A low metal gate gaped ahead, affording scant clearance for the machines dragging at his limbs. It was dark inside. He tried desperately to free a hand or bend a knee and catch the edge of the opening, but with a concerted whirr and a buzzing of wheels, they dragged him painfully past the gate.

They were in a cleaning chute. He was headed straight for disposal.

“Help!” he yelled, in total darkness, and the tap got only wild signal, flashes of white shock.

“Help!”

Down and down.
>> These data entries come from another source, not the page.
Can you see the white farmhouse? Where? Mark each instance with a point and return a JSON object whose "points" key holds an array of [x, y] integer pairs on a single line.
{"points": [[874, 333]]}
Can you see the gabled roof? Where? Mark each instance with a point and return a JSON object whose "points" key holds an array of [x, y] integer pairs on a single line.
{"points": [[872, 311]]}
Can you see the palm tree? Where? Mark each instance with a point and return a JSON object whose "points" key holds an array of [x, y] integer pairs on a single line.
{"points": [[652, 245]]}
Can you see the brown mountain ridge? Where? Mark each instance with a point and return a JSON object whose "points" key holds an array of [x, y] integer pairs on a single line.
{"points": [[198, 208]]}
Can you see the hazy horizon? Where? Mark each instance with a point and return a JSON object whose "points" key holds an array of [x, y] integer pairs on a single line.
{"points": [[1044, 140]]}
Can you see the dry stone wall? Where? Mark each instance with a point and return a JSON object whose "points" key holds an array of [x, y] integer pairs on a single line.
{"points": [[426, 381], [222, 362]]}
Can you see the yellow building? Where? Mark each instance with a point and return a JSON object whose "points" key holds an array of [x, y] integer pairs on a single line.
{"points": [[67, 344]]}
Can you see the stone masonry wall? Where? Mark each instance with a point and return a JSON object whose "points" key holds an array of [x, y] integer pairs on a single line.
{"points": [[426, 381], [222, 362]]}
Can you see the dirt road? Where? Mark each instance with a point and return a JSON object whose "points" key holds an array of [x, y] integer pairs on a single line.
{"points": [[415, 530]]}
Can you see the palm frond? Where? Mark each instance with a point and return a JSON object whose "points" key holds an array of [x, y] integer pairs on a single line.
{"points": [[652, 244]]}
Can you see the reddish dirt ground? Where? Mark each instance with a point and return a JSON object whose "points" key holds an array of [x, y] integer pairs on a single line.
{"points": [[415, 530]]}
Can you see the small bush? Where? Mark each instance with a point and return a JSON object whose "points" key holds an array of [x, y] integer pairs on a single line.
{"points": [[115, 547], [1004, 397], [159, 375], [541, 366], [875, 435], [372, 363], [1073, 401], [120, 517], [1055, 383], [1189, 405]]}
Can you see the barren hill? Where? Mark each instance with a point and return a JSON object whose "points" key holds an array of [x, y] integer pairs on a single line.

He didn’t know whether they combusted the trash or chopped it to bits or compacted it before they did any of that. He fought, he yelled, he tried to kick. He felt joints in the metal passage as they dragged him along, faster and faster. His skull banged over the seams until the small impacts began to distract him, a misery unto themselves.

They took a turn, and another turn, clattering along in absolute dark, where bots obeyed impulses that had nothing at all to do with sight or human senses, and the only measure of it was the seams in the chute. He yelled. He fought as hard as he could in the narrow chute, until the pain in his skull overpowered his coordination.

Then they were free of the chute, wide enough to bend his knees, to try to roll over. The air was choked with ammonia. His eyes began to water with it, and he made out a dim green light, illusory, like phosphor glow. He tried to tear free and turn and get a knee or a foot on the surface.